“Who but When, How," an autobiographical project by award-winning filmmaker and UC Merced Professor Yehuda Sharim, premieres May 11 at the Ethnocineca international documentary film festival in Vienna, Austria.
The film is an intimate contemplation of Sharim’s childhood home in Israel, where visits with his aging father are juxtaposed with the conflict and violence engulfing the Middle East.
“I don’t recognize the country of my birth, and it does not recognize me,” Sharim said. “There, I visit my father, who cannot remember my name. They are both changing forever, disappearing, refusing to be embraced.”
“Who but When, How” is on a short list for Ethnocineca’s Excellence in Visual Anthropology Award.
A grant from the Henry Luce Foundation provided funding for the film.
Ethnocineca is an eight-day festival dedicated to documentary and ethnographic films. It has been a part of the domestic and international film festival calendar since 2007.

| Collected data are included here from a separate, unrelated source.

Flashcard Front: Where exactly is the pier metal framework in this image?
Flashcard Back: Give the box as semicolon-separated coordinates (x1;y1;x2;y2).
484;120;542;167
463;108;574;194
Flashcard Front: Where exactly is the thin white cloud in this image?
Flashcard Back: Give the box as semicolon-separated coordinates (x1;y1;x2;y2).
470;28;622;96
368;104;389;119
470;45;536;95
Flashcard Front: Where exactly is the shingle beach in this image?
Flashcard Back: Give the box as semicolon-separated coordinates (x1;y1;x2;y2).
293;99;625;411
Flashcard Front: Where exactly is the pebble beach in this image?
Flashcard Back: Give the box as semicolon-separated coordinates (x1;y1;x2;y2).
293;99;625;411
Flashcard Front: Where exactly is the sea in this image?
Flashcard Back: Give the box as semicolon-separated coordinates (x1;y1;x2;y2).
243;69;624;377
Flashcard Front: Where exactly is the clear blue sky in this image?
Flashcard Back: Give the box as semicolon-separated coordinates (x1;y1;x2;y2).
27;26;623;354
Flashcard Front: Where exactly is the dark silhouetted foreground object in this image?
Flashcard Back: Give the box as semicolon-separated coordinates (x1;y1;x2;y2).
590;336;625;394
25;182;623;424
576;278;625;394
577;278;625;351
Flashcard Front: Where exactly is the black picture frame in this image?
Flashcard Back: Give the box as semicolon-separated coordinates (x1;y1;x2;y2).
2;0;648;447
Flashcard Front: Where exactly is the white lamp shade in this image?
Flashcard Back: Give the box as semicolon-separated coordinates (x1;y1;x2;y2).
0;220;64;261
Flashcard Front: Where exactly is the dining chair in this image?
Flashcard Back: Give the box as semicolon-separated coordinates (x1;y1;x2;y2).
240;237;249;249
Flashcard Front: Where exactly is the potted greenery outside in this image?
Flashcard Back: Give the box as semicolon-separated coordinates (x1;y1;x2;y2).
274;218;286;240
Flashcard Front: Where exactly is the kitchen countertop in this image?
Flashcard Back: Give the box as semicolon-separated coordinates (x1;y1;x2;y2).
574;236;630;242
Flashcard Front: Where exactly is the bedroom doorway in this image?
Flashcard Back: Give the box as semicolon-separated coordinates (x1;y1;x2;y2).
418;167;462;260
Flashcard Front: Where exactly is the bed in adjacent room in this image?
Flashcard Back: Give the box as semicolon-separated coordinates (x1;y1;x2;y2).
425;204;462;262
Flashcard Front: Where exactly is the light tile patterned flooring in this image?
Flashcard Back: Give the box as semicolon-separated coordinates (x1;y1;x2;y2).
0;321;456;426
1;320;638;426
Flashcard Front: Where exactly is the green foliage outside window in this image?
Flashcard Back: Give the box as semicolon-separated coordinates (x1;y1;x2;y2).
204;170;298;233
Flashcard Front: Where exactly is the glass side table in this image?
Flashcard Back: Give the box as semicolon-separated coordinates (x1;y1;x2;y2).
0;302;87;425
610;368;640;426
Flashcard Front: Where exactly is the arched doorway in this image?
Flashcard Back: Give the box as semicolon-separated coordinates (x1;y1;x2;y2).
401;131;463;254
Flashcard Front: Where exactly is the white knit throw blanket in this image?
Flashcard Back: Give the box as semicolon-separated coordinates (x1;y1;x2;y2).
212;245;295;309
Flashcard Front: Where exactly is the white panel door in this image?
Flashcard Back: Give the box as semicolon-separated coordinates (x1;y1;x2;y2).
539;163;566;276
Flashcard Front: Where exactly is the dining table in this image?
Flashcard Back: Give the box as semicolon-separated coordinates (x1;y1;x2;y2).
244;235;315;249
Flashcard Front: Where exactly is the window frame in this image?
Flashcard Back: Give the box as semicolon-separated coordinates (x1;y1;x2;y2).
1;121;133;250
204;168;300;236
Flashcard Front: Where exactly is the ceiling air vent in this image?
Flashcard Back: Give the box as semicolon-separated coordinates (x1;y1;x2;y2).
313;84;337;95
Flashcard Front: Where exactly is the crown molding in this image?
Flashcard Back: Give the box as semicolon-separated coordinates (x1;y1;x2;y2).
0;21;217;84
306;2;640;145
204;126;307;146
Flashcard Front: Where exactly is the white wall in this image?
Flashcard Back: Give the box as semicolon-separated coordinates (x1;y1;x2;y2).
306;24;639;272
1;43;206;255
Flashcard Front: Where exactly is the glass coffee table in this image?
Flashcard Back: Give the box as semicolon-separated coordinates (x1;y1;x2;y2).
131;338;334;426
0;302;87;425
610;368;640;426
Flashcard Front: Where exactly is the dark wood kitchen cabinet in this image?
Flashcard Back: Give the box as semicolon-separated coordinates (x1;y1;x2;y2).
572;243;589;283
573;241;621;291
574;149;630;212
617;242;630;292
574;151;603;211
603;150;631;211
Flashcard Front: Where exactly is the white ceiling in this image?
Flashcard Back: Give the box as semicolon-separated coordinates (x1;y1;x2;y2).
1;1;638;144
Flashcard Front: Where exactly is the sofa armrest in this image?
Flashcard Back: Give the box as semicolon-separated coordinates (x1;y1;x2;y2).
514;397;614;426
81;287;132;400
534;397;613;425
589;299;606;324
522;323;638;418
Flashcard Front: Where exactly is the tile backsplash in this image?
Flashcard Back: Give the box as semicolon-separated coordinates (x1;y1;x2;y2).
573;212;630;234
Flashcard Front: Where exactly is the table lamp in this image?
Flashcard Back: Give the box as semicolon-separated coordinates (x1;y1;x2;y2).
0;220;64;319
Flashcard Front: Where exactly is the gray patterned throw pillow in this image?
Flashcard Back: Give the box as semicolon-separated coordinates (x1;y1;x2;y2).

Sharim, a professor of media and performance studies, said he hopes the film can help Muslim and Jewish people in Israel and the Palestinian territories find common ground to share their feelings of loss.
“Here, cinema does what governments and army generals cannot foresee – creating a meeting space for deep listening, understanding and compassion in a world bleaker with each passing day,” he said.